In other words, instead of keeping track of lots of independent SQL queries you can use dbt to define your models and let it worry about interdependencies and other complexities of your transforms.

Whatever tool or approach you take, in modular ELT it’s important to pick one that enables your analysts to take ownership of the transform step.

The Data Warehouse

No matter which data warehouse platform you’re using, “ownership” of the warehouse can be a challenge when different teams own Extract/Load and Transform duties. How you handle ownership is a result of team process as well as technology. Define process, and then leverage the features of your chosen warehouse platform to help enforce it.

As far as technology goes, each of the popular platforms offer different ways to define ownership of objects in the database. Those using Redshift and BigQuery often load data in a “staging” schema and place the data models produced in the transform step into a “modeling” schema. With Snowflake, a team might create different warehouses for each team and even multiple per team.

Modular ELT Principals

As previously stated, we have two goals with modular ELT.

  1. Flexibility in choosing and changing products and vendors.
  2. Cleanly splitting the responsibility of moving data (Extract, Load) and modeling data (Transform) between data engineers and analysts.
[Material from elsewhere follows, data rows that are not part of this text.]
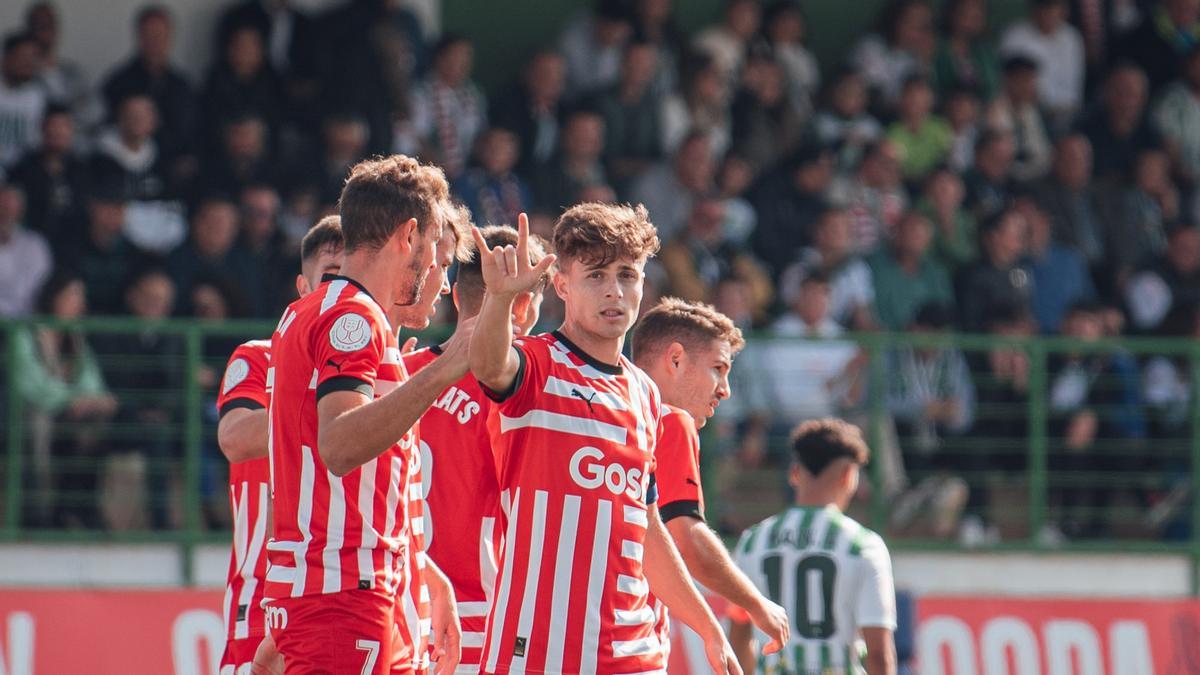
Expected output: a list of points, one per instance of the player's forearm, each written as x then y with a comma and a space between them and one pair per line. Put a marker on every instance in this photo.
241, 434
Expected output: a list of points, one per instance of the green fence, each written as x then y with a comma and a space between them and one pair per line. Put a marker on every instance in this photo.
1114, 467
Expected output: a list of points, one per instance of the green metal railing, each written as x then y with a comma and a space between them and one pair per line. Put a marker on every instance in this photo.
192, 430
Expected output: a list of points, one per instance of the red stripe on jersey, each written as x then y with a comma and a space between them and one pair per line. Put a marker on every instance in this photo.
461, 500
335, 533
245, 384
574, 449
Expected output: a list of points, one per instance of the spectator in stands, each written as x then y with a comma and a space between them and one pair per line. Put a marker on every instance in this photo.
901, 46
1057, 51
66, 406
1120, 129
449, 109
22, 97
844, 124
996, 279
54, 179
988, 183
1059, 273
1015, 113
630, 111
576, 165
1167, 282
955, 240
491, 190
532, 108
964, 55
787, 203
24, 256
670, 189
874, 196
923, 138
906, 276
149, 72
851, 291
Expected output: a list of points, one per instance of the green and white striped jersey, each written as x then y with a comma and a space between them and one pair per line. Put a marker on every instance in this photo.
832, 575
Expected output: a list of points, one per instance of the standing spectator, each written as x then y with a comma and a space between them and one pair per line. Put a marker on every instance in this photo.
874, 196
54, 179
901, 46
532, 108
1015, 113
22, 99
24, 256
491, 190
449, 109
149, 72
670, 189
964, 55
996, 280
924, 139
906, 278
1057, 49
1059, 273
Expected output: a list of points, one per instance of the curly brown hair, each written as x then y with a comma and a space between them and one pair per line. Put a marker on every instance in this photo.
597, 234
383, 193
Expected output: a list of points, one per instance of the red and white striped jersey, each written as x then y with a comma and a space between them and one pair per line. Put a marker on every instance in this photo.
335, 533
574, 447
245, 387
461, 500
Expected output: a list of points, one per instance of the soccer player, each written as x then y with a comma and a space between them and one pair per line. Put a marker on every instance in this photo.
833, 575
241, 434
342, 419
573, 432
462, 496
688, 350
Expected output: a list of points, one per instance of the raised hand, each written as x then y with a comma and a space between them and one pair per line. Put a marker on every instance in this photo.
507, 270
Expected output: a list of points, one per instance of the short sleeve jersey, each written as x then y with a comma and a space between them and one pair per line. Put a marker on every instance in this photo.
574, 446
244, 386
461, 500
831, 574
335, 533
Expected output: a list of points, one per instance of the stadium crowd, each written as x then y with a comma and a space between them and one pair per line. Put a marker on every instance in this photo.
951, 175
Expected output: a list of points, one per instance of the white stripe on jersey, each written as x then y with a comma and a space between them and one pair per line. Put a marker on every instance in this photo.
595, 587
565, 424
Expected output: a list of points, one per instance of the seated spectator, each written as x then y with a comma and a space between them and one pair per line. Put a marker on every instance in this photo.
843, 124
1015, 113
22, 99
955, 242
924, 139
449, 109
66, 406
1120, 127
901, 46
875, 196
150, 73
964, 55
906, 276
1167, 282
851, 291
575, 166
1059, 273
1057, 49
54, 180
670, 189
996, 280
787, 203
630, 111
24, 256
491, 190
532, 109
989, 181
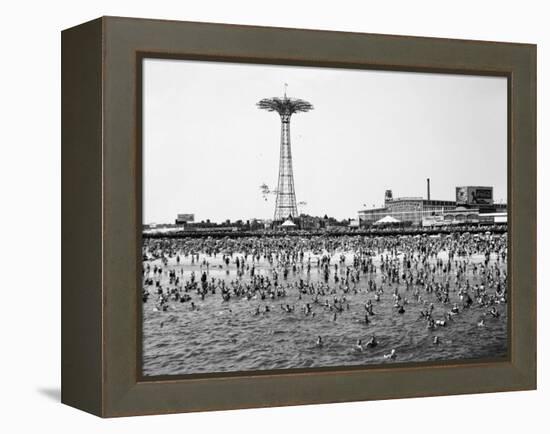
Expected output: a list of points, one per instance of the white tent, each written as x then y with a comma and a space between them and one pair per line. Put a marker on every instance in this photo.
288, 224
387, 220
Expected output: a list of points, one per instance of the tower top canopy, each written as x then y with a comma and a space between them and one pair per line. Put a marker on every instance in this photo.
284, 106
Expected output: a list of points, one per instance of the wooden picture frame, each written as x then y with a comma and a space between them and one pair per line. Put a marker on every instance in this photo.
101, 214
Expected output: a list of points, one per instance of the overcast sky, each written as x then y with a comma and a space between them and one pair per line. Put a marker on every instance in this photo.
207, 148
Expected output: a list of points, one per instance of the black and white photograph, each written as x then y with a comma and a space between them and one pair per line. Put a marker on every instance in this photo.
299, 217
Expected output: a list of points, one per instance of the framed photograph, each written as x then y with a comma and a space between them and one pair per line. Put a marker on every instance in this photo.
259, 216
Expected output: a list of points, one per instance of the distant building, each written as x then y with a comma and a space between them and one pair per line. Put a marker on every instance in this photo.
473, 204
405, 209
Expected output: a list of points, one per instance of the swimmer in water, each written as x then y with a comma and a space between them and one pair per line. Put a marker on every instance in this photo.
372, 342
391, 355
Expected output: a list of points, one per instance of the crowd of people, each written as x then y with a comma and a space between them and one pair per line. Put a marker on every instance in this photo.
315, 277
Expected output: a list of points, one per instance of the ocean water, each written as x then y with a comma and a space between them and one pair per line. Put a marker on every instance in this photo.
227, 336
With the more specific examples above in mind, flexibility might mean moving from a custom Extract/Load in Python to a commercial product like Stitch. Or perhaps you’d like to move from Redshift to Snowflake. Maybe you need to scale up your analysis capabilities but don’t want to hire more data engineers to do so. Though no change is without investment, consider the following principals of modular ELT to make it easier.
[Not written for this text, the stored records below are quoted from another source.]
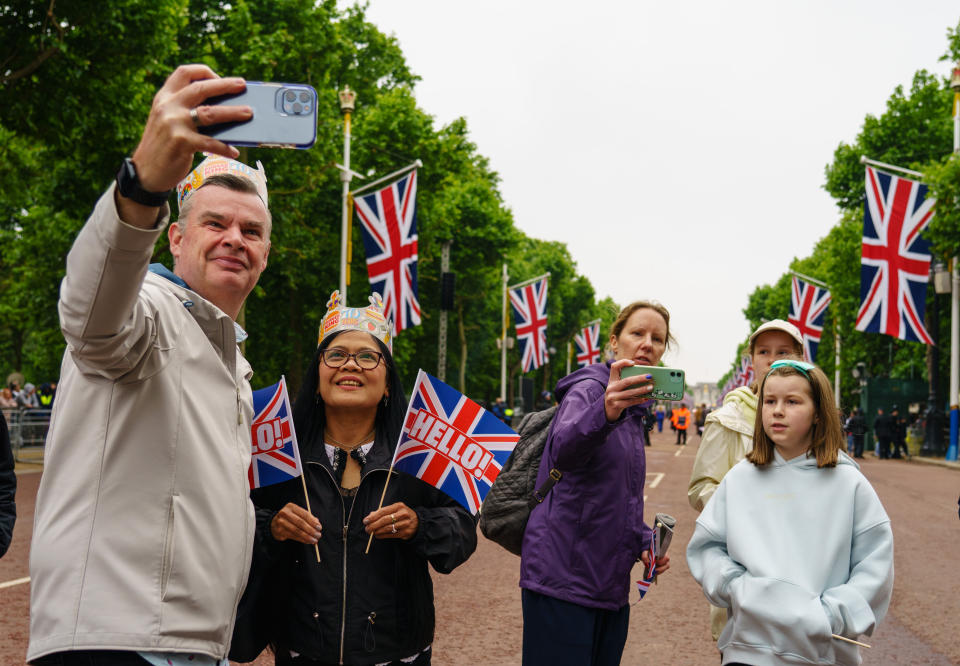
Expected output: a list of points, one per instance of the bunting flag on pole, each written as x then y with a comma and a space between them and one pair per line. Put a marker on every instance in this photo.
388, 219
895, 258
745, 373
808, 310
452, 443
587, 342
530, 315
276, 457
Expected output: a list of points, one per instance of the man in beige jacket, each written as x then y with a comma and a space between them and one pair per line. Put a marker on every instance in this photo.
143, 527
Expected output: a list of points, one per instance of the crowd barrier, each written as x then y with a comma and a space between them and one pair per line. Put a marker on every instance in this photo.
28, 432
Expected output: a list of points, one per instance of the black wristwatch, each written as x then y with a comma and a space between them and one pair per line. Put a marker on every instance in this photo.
129, 186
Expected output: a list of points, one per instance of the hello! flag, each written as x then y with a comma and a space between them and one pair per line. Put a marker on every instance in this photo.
276, 457
452, 443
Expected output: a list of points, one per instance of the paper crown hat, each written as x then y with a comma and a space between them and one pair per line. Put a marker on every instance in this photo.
215, 165
370, 319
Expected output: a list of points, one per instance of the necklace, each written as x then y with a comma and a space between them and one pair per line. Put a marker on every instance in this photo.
348, 447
  1. Beware of using the same orchestration and scheduling workflows that you do for the Extract and Load steps for your Transforms. For example, you might be tempted to chain the transforms for each data model as operators in the same DAG in Airflow. As soon as you do, the data engineers and analysts will find their work painfully intertwined. Coordinate, but don’t create tight coupling.
  2. Clearly define which team owns testing and data validation at each point in the process. For example, there are certain validity checks such as checking for duplicate keys and for unexpected data volume. Put that on the team that owns the Extract and Load steps (usually Data Engineering). Assign validation on the final data models to the team that owns the Transforms.
  3. Choose tools that offer flexibility. Among other things, one reason teams choose a product like Stitch is the large number of data sources and destinations it supports. dbt is great because you can focus on writing great data models for any data warehouse platform. If you write custom code, do your best to create some abstraction between your code and external dependencies. They will change!
  4. Don’t prematurely optimize, but assume you’ll need to scale in the near-future. This is a both luxury afforded by modular ELT as well as a principal. Knowing that you can more easily swap out portions of your ELT process means that you can start with simpler and more affordable components and upgrade each individually as you scale. The same goes for your team. Maybe you need to pay more for commercial tooling before you can hire a data engineering team, but want to have the option to customize in the future when a team is in place.

Final Thoughts

A lot of the principals of modular ELT are the same as those for building complex software products. The difference, and opportunity, I see for data teams is two-fold. First we can bring together engineers, analysts and other data specialists efficiently. Second, the technology is finally available at an affordable cost to build a data infrastructure that supports your needs today and in the future with far less risk than ever before.